At its heart, business development is about partnerships, consultant Rich Jones, president/CEO of Leading2Leadership and former credit union business development professional, told attendees of a recent Business Development and ROI (return on investment) Roundtable hosted by the CUNA Marketing and Business Development Council.
When developing partnerships with businesses, credit unions leverage the partnership between employers and their employers, Jones said.
“The real challenge is how to develop a presence inside that company,” he said. “Not a physical branch presence, but a presence for sales and marketing so we can access prospects within and leverage the employer-employee affinity.”
Jones outlined six key performance indicators credit union business development representatives can use to measure success:
1. Member growth
One way to measure member growth is to track conversations with member groups and recording subsequent increases in deposits or loan balances, Jones said. Most core processing systems should offer this capability.
“Making that information part of your core system is part of the process,” Jones said. “Work with your information technology staff to make sure you can get that information out the system and get credit for the relationships you’re building.

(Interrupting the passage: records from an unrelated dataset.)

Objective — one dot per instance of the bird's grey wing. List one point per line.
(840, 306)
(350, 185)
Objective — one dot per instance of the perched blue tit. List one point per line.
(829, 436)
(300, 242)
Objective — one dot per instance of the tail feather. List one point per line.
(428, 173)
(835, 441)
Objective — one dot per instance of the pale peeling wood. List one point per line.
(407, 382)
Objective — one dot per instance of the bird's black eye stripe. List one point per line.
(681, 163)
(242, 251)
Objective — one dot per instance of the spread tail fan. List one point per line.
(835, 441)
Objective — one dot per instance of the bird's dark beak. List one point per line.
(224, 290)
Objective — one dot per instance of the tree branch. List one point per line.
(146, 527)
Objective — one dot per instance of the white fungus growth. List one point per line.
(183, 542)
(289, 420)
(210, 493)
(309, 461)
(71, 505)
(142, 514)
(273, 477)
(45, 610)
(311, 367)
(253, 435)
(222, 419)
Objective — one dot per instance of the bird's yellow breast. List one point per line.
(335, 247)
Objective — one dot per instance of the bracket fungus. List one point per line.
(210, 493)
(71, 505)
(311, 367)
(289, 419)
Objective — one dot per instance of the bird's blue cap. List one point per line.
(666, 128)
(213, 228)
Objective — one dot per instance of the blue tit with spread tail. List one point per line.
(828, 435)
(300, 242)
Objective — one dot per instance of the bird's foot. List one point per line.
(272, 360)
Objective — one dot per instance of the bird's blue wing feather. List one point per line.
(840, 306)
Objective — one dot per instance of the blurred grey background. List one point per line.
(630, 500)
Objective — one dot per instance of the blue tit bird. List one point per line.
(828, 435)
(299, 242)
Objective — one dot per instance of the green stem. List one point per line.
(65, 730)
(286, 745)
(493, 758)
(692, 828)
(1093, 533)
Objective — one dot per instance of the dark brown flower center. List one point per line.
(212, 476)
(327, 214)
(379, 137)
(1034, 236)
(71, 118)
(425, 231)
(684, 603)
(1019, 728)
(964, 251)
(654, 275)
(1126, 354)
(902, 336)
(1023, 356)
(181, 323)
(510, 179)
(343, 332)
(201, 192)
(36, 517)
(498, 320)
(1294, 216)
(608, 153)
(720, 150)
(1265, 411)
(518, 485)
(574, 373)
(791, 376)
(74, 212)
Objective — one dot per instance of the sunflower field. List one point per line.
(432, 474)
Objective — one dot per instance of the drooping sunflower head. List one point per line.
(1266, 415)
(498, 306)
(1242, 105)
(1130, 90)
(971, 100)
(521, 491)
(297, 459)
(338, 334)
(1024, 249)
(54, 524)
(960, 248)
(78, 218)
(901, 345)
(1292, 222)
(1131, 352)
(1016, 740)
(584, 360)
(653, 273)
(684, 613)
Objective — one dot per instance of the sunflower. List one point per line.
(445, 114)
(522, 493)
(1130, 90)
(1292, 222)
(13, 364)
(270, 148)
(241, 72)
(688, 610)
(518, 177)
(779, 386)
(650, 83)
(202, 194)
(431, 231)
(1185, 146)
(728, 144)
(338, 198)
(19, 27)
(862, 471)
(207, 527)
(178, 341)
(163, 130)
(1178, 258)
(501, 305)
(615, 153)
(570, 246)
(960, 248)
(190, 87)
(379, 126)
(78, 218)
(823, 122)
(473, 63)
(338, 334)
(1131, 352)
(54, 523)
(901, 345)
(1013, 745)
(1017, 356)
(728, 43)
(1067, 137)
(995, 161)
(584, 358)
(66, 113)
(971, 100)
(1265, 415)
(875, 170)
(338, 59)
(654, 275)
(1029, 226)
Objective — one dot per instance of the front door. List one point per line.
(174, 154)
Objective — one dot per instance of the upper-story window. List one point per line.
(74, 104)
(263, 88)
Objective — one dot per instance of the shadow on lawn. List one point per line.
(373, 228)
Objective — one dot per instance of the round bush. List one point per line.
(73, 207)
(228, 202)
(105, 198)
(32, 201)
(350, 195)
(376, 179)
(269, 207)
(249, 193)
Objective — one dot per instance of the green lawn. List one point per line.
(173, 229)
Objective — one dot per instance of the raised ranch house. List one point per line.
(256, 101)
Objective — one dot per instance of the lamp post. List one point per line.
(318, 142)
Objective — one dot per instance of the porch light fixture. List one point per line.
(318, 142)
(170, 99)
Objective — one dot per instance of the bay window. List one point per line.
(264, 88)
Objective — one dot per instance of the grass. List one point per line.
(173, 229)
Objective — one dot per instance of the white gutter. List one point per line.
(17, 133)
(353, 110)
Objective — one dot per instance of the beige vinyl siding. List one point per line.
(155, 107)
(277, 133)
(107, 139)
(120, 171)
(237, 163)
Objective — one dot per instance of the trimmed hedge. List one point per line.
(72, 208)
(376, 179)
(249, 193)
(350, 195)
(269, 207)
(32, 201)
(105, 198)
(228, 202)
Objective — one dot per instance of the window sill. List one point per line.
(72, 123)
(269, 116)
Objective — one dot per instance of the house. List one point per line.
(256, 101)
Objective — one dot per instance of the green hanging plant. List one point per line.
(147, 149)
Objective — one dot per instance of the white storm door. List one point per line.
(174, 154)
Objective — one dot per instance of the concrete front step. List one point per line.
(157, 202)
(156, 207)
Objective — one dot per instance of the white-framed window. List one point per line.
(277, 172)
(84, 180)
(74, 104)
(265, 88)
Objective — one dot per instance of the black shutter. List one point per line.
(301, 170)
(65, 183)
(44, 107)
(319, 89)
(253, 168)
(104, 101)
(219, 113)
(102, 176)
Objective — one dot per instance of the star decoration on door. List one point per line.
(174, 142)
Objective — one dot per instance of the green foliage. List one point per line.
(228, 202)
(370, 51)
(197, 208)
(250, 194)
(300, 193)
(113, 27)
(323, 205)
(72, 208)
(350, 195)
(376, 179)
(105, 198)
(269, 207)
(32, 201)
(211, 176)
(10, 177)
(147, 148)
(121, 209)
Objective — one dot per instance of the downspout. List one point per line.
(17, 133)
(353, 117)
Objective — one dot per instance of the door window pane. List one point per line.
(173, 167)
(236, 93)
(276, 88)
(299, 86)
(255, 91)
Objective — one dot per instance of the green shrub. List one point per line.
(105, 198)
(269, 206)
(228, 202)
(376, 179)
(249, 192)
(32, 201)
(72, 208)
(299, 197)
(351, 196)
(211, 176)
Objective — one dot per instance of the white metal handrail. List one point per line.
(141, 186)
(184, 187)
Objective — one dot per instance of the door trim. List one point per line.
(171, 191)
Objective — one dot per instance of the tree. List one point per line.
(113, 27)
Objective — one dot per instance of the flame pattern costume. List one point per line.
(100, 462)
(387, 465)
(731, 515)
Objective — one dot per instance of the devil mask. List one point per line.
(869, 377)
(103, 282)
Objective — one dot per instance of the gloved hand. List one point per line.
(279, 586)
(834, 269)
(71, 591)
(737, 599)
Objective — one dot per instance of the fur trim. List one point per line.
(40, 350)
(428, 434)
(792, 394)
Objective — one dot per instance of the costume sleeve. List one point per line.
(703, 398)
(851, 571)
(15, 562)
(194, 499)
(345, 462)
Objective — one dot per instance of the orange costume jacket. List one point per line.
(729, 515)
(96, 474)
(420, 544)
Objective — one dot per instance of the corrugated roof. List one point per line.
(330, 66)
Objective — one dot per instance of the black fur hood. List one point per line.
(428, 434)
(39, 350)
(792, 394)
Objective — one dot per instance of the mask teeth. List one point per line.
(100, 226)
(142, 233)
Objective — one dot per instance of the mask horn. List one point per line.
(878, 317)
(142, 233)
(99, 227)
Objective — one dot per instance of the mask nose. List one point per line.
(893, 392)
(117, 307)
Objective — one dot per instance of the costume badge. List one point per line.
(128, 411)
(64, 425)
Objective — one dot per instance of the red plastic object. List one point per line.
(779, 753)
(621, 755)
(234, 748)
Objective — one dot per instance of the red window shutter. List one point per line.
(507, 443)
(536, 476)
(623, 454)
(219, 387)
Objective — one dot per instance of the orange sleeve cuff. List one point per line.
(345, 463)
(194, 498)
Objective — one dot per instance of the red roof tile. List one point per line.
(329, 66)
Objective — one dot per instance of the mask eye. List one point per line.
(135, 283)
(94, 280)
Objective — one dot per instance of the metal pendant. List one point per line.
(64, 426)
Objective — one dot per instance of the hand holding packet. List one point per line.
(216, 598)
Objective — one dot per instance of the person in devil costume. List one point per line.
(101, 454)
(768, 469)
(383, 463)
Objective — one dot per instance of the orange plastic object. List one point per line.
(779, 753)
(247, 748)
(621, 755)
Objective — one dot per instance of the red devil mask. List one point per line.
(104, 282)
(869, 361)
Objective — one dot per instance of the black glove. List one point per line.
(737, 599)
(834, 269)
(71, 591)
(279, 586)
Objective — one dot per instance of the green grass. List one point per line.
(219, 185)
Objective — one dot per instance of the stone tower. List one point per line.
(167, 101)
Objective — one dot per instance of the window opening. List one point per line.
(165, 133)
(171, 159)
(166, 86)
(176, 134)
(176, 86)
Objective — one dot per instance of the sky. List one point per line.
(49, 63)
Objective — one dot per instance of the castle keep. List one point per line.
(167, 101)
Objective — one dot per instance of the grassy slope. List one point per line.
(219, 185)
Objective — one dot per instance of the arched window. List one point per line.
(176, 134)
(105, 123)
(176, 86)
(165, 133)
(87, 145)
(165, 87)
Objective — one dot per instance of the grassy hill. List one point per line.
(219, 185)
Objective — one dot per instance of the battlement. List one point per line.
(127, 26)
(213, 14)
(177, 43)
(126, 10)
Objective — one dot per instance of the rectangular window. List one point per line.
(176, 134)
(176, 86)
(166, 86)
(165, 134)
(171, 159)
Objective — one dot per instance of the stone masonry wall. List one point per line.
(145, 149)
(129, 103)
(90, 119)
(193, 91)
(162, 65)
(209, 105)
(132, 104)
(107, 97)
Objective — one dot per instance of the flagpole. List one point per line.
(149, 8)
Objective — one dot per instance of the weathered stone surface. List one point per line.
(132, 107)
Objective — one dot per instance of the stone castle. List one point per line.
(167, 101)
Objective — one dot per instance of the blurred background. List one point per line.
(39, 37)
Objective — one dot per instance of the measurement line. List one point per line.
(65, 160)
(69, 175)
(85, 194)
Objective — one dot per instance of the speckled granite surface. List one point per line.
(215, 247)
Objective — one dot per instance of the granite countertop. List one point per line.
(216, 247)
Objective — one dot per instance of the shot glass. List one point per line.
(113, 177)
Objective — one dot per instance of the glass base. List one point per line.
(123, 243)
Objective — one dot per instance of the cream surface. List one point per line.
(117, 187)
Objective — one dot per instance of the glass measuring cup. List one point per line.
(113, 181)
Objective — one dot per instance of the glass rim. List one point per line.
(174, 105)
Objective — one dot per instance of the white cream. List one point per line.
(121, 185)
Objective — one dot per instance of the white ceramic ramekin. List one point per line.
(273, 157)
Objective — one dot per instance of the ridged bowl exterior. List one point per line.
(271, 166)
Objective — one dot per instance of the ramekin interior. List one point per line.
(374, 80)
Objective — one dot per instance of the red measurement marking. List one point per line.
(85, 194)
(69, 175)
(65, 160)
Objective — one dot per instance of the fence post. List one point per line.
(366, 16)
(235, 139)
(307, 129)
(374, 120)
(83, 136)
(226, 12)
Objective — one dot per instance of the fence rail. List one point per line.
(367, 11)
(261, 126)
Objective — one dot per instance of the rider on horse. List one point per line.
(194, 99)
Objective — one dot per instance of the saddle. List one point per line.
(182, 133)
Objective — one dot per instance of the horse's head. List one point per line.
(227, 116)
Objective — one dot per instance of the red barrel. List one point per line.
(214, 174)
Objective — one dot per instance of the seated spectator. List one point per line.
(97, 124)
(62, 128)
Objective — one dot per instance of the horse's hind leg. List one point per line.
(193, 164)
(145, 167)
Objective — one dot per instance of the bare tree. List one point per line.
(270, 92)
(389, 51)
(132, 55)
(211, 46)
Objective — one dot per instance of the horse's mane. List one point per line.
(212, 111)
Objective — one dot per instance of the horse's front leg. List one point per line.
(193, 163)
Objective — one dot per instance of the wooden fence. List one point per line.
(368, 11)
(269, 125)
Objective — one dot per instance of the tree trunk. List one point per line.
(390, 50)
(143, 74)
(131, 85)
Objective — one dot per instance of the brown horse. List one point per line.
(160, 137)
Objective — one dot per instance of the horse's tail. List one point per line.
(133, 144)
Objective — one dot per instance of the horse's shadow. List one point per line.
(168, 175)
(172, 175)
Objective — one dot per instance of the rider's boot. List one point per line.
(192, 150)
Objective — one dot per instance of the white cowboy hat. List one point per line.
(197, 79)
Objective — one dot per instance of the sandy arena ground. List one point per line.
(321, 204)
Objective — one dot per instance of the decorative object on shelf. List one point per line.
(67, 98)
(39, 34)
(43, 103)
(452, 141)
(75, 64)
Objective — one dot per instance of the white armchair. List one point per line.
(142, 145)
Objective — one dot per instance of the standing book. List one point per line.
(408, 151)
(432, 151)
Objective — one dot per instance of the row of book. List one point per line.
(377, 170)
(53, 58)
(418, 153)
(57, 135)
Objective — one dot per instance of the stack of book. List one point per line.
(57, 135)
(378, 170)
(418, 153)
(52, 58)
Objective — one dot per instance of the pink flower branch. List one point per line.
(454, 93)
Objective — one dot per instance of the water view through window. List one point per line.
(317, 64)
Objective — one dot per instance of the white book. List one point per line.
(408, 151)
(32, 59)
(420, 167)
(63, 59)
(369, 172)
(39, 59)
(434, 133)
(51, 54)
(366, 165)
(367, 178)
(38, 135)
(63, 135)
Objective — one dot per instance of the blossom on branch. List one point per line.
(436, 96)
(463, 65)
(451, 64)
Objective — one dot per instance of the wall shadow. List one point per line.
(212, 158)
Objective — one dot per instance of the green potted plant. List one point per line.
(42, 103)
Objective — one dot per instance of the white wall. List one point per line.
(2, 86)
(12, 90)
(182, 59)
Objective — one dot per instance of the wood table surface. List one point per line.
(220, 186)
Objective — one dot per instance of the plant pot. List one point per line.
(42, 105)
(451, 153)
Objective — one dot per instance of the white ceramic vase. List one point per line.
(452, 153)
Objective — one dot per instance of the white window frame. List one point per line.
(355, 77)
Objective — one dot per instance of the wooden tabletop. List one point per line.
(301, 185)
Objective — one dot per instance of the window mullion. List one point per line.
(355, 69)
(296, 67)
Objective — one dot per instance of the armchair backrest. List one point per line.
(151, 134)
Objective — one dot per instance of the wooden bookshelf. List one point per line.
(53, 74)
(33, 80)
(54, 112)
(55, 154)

“Member growth creates economies of scale,” he continued. “If we’re not creating economy of scale, we’re setting ourselves up to be merged in the near future.”
2. Balance growth
Business development must drive core deposits, which members are less likely to “shop” with other financial other institutions as they often do with share certificates, Jones said.
Business developers must track when business partners make deposits to identify opportunities to recruit more employees as members.
“One of the best sources of low-cost funds is a checking account,” Jones said. “They’re stickier than share certificates and most savings accounts. Most chief financial officers will take all the checking deposits you can bring in.”
Credit unions should track loan balances within the core system by the member’s business partner affiliation, Jones said.
3. Member engagement
This typically is measured by balances per member/household and products per member/household.
Most credit unions have around three products per member, Jones said. He identified “product” as anything with a balance or the capability of having a balance.
4. Capital ratio
The credit union movement’s overall capital-to-assets ratio was 10.5% as of April 2016, according to CUNA’s economics and statistics department.
Capital ratio is driven by retained earnings. “Think about how you can drive economies of scale by leveraging relationships. That will drive capital growth,” Jones said. “If you’re able to talk with 100 people at a lunch-and-learn and convert them to balance-holding members, you’re creating economies of scale.”
5. Loan-to-share ratio
Most credit unions seek a loan-to-share ratio of 80% to 90%. This ratio tells business development professionals which types of balances to pursue.
“You should always go after checking accounts, then determine where to focus the rest of your energy,” Jones said. “The checking account is the engagement account.”
6. Average balance per member
Jones described how credit unions can append members’ reports into their core systems to determine the average member balances held outside the credit union.
Doing this “shows where your opportunity lies,” Jones said, and allows credit unions to “be more strategic in where you focus your business developer’s time.”
Pursuing key performance indicators is the business developer’s opportunity to influence the bottom line, Jones said.